Foreign subsidiary management tools
Ten years ago, this item was barely on the radar screens of most U.S. companies. But as we predicted way back then, “globalization” is no longer a concept, or an aspiration, or mostly marketing fluff – it is now a big part of our everyday workaday world.
First came SOX – which made it more imperative than ever to have tight controls over exactly who can authorize what at public companies – and where in the world they can do it – and whether they and their subsidiaries are in compliance with the local accounting, corporate governance and filing rules. Then came Dodd-Frank, with even more compliance mandates…and nowadays, increasing calls for harsher penalties when rules are broken or ignored.

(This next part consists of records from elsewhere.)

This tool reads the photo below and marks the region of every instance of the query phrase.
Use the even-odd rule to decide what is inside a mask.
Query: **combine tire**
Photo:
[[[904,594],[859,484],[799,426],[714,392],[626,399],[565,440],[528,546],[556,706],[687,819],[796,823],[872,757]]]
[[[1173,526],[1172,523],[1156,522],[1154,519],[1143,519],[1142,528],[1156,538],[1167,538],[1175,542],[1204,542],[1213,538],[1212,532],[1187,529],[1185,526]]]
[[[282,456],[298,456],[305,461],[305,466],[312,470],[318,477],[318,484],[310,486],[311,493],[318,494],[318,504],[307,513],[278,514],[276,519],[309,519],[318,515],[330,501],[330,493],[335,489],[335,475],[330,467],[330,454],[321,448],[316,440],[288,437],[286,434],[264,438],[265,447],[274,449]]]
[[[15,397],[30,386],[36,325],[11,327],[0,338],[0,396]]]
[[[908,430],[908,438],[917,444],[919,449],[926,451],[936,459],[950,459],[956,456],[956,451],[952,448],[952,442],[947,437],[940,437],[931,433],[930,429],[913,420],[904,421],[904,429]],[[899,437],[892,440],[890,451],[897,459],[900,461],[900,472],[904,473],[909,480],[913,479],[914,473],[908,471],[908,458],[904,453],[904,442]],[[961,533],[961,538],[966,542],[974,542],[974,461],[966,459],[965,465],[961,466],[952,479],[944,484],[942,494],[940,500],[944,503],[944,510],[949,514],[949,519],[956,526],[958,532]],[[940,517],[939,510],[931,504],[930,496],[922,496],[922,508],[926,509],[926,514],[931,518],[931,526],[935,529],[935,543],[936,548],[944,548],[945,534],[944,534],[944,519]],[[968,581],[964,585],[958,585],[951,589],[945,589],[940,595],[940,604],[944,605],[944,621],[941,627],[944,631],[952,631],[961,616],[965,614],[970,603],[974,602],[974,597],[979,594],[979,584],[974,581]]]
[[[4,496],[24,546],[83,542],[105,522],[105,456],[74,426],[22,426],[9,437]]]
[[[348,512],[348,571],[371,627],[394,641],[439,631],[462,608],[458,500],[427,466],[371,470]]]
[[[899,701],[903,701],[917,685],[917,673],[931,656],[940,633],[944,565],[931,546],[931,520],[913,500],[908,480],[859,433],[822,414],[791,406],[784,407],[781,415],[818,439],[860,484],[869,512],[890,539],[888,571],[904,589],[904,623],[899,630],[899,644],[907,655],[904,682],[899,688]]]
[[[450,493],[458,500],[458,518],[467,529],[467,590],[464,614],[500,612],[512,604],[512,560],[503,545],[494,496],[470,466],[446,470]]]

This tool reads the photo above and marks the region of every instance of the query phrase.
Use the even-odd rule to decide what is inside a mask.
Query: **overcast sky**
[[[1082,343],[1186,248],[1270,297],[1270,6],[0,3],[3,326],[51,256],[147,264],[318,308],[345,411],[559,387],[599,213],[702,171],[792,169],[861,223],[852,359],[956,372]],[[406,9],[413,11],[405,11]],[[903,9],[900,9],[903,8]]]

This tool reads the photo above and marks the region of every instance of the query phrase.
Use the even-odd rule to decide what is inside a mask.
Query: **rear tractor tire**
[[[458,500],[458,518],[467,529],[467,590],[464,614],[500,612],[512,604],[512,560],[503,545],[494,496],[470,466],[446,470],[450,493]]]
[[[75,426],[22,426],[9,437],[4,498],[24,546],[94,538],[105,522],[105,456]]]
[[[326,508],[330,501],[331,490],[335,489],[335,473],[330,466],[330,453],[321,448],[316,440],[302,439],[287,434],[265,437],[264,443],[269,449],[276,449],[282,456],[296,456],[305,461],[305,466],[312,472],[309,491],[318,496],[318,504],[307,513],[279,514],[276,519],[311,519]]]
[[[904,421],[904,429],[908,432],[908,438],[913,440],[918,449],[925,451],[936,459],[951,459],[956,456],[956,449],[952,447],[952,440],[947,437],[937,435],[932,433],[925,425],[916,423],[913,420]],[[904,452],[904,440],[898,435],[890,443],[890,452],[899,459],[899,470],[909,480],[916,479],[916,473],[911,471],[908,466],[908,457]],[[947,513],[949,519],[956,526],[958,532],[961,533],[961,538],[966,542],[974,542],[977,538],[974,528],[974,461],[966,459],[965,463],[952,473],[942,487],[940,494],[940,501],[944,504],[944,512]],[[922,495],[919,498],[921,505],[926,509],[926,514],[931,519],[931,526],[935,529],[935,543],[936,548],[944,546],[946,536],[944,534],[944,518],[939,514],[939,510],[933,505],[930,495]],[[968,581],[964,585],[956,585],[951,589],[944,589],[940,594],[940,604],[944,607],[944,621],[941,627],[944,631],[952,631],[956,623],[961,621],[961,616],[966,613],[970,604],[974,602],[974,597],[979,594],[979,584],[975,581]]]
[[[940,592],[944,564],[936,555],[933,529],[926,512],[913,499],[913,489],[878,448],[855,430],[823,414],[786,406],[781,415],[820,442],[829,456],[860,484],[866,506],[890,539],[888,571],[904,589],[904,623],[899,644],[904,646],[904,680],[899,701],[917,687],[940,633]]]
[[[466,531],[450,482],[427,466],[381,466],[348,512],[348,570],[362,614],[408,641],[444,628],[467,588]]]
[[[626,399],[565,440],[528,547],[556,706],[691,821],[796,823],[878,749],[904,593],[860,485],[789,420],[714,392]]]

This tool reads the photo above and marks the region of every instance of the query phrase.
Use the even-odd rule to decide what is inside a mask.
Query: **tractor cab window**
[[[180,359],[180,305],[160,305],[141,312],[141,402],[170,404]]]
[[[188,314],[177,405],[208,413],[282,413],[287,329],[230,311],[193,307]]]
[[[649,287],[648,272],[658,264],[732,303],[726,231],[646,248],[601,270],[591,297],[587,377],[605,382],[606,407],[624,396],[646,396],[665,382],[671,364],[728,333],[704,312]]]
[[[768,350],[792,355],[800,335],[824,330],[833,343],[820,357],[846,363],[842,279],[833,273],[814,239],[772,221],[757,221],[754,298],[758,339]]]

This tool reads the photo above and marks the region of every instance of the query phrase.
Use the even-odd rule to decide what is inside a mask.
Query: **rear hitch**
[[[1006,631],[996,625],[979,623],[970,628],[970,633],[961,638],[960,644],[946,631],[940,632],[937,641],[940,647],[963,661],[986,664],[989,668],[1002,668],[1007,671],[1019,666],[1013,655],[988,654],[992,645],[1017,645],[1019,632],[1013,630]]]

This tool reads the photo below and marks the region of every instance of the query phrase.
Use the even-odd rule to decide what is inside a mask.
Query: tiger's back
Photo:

And currently, we are heading for an all-time record number of mergers, acquisitions and spinoffs – virtually all of which have global entities that need to be dealt with and/or disposed of properly. In the old days most companies used their local outside attorney to manage their foreign entities, and most of them ‘outsourced’ to local laws firms where the entity was located. Not a very efficient or cost-effective solution to say the least.
Here’s another set of little known facts that should get your attention: In many non-US jurisdictions the failure of a local subsidiary to file timely with local authorities can delay or prevent a deal involving the sub from going through altogether – and worse yet – can subject subsidiary directors to severe fines and penalties.
And now…OUCH!...we have “BEPS” (“Base Erosion and Profit Shifting”) standards and reports to worry about…along with CbC reporting by MNEs (that’s country-by-country reporting by Multi-National Entities for the uninitiated) – thanks to the OECD:
As we write this, major changes are afoot on the global subsidiary scene – with 39 U.S. and foreign governments that now subscribe to the Organization for Economic Cooperation and Development Conventions looking to assure that there are real, and sometimes fairly substantial operations going on at foreign subsidiaries, in order to qualify for the tax sheltering that gave birth to the entire system. So look for more filings – and for more detailed filings – and for more ‘policing’ – and probably for bigger fines and penalties for failing to keep up with new rules.
The good news is that there are several firms that are really GOOD at this – that have excellent systems and procedures in place to keep your corporate records up to date, and that have local resources ‘on the ground’ and fully up-to-speed and up-to-snuff when it comes to keeping all your foreign subsidiaries fully compliant.